The new order will temporarily close:
- Outdoor dining, though take-out, pick-up and delivery will still be permitted.
- Indoor and outdoor playgrounds.
- Indoor recreational facilities.
- Hair salons and barbershops.
- Personal care services.
- Museums, zoos and aquariums.
- Movie theaters.
- Bars, breweries and distilleries.
- Family entertainment centers.
- Cardrooms and satellite wagering.
- Limited services not included in critical infrastructure.
- Amusement parks.
Childcare and pre-K, non-urgent medical and dental care as well as schools already providing in-person learning can remain open if a remote option is not possible and appropriate preventative measures are implemented.
Sectors that can remain open but require additional restrictions include:
- Outdoor recreational facilities.
- Retail and shopping centers.
- Hotels and lodging.
- Places of worship and political expression.
- Entertainment production including professional sports.
What they’re saying: “We are not islands, and acting together enables us to better more completely protect the public and everyone that we collectively serve,” Santa Clara County Health Officer Sara Cody said in a press release Friday.

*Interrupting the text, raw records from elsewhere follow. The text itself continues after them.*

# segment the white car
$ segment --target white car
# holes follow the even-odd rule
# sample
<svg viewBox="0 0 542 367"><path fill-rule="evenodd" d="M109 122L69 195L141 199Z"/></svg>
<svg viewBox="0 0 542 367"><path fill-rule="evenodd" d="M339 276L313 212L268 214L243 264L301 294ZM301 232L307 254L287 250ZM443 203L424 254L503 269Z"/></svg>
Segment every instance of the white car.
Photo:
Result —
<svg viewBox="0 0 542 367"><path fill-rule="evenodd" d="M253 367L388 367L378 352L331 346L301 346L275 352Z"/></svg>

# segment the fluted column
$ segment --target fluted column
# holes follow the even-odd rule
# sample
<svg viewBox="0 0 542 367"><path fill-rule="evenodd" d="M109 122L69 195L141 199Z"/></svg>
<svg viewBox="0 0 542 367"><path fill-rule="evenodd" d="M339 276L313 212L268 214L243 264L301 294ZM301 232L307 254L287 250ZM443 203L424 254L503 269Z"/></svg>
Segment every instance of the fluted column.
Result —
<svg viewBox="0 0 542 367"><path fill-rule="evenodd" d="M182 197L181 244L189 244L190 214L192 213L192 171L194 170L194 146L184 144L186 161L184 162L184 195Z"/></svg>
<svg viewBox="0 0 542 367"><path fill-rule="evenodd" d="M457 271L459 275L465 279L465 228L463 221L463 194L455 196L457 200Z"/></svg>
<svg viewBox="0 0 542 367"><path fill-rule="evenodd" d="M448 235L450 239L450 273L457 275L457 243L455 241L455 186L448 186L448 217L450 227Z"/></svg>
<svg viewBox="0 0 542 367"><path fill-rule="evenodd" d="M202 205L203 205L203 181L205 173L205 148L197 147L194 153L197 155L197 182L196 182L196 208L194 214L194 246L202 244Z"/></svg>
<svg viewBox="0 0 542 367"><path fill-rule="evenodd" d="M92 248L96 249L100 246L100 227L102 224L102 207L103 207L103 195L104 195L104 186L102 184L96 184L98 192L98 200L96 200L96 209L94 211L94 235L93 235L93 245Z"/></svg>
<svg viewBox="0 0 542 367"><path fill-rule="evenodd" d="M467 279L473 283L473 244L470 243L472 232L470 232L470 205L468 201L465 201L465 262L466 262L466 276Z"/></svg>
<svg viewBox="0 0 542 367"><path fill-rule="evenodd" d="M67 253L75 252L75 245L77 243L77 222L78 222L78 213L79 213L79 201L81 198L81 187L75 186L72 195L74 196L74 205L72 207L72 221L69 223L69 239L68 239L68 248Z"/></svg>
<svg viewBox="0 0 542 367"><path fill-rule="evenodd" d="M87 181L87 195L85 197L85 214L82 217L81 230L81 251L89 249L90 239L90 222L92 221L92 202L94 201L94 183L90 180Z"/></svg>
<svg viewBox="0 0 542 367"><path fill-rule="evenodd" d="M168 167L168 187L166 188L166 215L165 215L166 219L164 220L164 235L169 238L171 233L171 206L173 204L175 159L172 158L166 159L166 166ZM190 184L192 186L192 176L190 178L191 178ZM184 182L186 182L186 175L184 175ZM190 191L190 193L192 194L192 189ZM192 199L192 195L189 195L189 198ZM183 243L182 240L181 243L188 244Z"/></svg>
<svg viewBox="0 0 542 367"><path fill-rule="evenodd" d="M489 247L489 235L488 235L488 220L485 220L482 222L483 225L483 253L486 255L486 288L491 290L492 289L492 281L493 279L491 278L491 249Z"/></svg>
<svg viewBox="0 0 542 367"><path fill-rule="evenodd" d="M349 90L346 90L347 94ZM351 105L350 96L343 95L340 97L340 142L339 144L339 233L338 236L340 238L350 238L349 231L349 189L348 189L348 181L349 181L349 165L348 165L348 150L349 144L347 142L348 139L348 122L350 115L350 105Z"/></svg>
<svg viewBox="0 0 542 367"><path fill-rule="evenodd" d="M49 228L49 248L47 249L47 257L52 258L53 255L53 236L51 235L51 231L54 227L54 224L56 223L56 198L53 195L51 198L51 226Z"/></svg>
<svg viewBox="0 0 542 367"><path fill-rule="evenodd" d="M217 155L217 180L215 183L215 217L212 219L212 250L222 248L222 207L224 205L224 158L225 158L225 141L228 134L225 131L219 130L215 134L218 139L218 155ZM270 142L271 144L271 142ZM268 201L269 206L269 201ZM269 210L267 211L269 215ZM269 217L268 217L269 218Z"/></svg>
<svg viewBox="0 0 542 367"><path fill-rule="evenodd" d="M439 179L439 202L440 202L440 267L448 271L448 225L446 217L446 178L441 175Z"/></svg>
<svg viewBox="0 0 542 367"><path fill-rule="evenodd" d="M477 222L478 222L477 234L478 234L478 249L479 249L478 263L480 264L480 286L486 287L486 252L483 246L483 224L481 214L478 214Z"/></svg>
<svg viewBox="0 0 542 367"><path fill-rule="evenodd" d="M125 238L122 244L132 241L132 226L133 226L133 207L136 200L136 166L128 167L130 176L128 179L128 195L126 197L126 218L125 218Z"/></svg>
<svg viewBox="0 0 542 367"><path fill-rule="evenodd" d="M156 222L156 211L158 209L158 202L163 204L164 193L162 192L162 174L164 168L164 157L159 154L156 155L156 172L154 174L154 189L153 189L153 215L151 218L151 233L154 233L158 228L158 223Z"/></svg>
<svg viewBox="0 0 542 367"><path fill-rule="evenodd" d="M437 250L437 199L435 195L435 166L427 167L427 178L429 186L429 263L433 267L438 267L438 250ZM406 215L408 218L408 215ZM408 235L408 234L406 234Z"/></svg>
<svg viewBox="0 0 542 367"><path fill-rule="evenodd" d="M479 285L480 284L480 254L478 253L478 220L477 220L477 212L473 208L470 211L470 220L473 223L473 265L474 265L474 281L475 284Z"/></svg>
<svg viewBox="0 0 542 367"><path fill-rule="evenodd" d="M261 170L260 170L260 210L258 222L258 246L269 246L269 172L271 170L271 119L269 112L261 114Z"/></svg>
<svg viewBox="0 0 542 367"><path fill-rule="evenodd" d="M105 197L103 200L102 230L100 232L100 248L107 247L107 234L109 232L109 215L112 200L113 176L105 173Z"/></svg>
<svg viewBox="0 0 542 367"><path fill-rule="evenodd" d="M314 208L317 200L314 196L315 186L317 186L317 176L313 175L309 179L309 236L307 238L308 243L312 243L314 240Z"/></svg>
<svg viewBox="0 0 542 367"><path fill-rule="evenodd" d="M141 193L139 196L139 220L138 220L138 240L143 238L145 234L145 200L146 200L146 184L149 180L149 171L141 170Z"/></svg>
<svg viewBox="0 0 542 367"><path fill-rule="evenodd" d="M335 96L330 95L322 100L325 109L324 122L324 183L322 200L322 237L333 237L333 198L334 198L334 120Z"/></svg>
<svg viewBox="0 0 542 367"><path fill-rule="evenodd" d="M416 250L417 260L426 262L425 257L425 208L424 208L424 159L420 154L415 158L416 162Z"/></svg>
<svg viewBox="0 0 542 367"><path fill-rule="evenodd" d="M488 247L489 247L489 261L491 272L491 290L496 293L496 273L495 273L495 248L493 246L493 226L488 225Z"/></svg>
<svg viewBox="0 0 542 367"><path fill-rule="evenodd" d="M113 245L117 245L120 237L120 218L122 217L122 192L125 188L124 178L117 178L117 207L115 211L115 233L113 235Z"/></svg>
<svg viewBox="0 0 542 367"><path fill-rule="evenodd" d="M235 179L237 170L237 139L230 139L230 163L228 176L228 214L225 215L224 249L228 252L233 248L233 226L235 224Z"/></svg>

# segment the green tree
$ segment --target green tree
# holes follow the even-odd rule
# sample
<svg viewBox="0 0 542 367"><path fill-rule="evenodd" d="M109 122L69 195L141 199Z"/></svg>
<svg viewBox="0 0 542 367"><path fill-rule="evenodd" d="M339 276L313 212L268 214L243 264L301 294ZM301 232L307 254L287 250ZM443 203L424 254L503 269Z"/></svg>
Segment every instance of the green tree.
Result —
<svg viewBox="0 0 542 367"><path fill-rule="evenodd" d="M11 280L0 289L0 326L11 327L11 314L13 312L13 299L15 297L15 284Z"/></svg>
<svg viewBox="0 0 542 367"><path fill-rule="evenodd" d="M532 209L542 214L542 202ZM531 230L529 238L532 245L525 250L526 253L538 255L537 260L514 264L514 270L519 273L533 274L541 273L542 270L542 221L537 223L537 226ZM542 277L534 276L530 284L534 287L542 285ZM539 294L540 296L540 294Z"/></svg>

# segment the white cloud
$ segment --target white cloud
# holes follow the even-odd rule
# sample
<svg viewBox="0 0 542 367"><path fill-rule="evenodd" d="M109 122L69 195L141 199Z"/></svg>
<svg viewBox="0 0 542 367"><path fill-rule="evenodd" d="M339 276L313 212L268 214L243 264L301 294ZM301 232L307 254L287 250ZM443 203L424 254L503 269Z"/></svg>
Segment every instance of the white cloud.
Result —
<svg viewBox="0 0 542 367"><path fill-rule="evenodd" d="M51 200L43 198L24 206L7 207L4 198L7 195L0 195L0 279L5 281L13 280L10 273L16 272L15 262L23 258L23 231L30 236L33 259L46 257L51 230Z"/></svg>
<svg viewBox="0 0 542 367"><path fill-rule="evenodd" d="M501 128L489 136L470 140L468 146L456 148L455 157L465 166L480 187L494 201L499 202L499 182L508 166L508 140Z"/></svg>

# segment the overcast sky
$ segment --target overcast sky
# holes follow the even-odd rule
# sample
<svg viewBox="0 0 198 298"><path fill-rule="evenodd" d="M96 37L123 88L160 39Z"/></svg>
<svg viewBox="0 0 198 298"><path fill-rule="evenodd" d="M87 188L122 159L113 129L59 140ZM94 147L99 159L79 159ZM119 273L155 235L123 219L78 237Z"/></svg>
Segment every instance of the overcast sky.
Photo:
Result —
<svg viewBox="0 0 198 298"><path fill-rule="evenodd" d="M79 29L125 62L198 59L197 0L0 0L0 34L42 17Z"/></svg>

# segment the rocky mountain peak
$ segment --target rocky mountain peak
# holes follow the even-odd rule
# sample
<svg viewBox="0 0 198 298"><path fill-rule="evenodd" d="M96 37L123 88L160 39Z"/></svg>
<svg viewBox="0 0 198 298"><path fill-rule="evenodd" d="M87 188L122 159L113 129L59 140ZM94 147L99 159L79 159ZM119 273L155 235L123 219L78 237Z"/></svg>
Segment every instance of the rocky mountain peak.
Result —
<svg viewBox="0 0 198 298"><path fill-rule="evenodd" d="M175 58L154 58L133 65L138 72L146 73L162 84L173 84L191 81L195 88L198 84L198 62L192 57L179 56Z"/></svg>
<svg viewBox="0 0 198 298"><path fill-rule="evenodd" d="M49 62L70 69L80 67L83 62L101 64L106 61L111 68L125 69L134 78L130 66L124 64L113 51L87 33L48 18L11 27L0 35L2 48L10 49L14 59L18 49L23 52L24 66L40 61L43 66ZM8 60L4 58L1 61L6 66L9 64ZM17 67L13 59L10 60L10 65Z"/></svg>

- “It takes several weeks for new restrictions to slow rising hospitalizations and waiting until only 15 percent of a region’s ICU beds are available is just too late,” San Francisco Health Officer Tomás Aragon added. “Many heavily impacted parts of our region already have less than 15 percent of ICU beds available, and the time to act is now.”
Context: The city of San Francisco imposed a 10 p.m. to 5 a.m. curfew on Nov. 28 in light of rising case counts. It is set to continue until Dec. 21.